A specter is haunting the cryptoeconomy, and it’s the specter of the “Travel Rule” that’s been pushed forth to apply to cryptocurrency exchanges by the Group of 20’s Financial Action Task Force (FATF).
Now, blockchain analysis firm CipherTrace has partnered with blockchain attestation and identity platform Shyft to make sure exchanges can abide by the task force’s latest dictates while ensuring their users’ private information is protected.
Those dictates, finalized just days ago, are unprecedented and onerous for cryptocurrency enterprises, making it so these companies have to share data on users transferring sums over $1,000 USD.
Accordingly, the CipherTrace-Shyft partnership will develop a compliance system based on cryptographic access controls that will allow platforms to “securely transfer Proof of Knowledge without disclosing personally identifying information (PII),” the companies jointly declared on July 2nd.
G20 Looks to Bring Cryptoeconomy to Heel
To date, the fledgling cryptoeconomy has been like the Wild West — open and on the edge of regulation. But the G20 is looking to put an end to what wildness it can by bringing the digital asset ecosystem into the mainstream fold — and under mainstream control.
The body, an intergovernmental economic forum comprised of 19 member nations and the European Union, had tasked its anti-money laundering task force with finalizing standards around virtual asset providers (VASPs) ahead of the group’s summit in Osaka, Japan, at the end of June.
That finalization has been months in the making. Back in February, FATF first proposed to start enforcing stricter Know Your Customer (KYC) and anti-money laundering (AML) rules against crypto exchanges. That proposal got even stricter as it matured, with its final rendition completed last month.

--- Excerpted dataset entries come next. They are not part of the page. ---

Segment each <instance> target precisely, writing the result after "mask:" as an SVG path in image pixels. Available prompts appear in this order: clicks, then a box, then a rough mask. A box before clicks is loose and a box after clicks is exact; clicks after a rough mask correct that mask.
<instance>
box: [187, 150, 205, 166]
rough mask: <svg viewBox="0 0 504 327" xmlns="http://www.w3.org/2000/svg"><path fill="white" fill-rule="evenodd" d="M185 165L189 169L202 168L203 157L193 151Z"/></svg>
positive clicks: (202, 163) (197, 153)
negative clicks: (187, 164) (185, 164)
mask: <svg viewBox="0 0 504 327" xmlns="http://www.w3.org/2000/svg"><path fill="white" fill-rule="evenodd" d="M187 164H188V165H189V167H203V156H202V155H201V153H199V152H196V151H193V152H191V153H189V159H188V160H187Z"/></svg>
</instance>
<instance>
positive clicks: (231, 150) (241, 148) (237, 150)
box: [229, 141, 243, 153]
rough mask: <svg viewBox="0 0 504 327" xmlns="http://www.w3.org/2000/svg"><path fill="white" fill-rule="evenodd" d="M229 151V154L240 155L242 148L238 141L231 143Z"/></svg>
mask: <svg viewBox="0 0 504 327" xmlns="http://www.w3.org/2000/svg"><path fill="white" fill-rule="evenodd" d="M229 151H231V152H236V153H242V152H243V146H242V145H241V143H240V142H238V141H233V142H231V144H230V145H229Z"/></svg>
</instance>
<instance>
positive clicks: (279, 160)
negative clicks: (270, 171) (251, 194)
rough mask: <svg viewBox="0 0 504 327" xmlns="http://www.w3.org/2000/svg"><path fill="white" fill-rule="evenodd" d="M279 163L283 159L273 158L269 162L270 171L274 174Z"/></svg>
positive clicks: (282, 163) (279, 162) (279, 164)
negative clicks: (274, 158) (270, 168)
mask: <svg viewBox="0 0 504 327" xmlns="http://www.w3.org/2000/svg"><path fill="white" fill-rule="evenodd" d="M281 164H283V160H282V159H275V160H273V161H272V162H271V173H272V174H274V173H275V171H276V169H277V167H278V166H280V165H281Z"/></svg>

At this year’s summit, the G20 officially confirmed its commitment to adhere to the new standards, meaning there’s no turning back for exchange’s at this point.
Now, these platforms are set to face the same kinds of requirements that banks do under the U.S. Bank Secrecy Act’s so-called Travel Rule. As such, these crypto services will need to collect account information like wallet and location data in order to transfer it as needed to other exchanges.
The regulatory shift means exchanges have a lot more work to do in processing transactions. And that’s where the CipherTrace and Shyft collaboration comes in.
Toward Smarter Compliance
The compliance system as outlined by CipherTrace and Shyft would give crypto exchanges the ability to share information about suspicious user activity in an efficient, private, and compliant manner.
CipherTrace chief executive officer Dave Jevans hailed the initiative as paving the way for the future of enterprise compliance in the cryptoeconomy:
“With cryptographically controlled privacy mechanisms, it is possible to have both anonymity and responsible disclosure of the source of funds for legitimate purposes such as criminal or terrorist investigations and AML compliance. This is the direction that CipherTrace is working on for the future growth of cryptocurrencies globally. We believe that there are technological and regulatory solutions that can preserve privacy while enabling security and compliance.”
For his part, Shyft founder Joseph Weinberg noted the program was a way for cryptocurrency exchanges to update their operations without having to start from the ground up, saying:
“We make sure KYC checks can be transferred across networks in a secure manner without compromising identity information. This program bridges a critical gap between new regulatory standards and existing exchange operations to greatly strengthen the crypto ecosystem with a practical implementation of the FATF’s Travel Rule.”
The partnership comes after CipherTrace highlighted in May how $350 million worth of stolen cryptocurrency was sloshing around the cryptoeconomy in Q1 2019. With that said, there’s no shortage of tainted funds that exchanges will want to stay abreast of.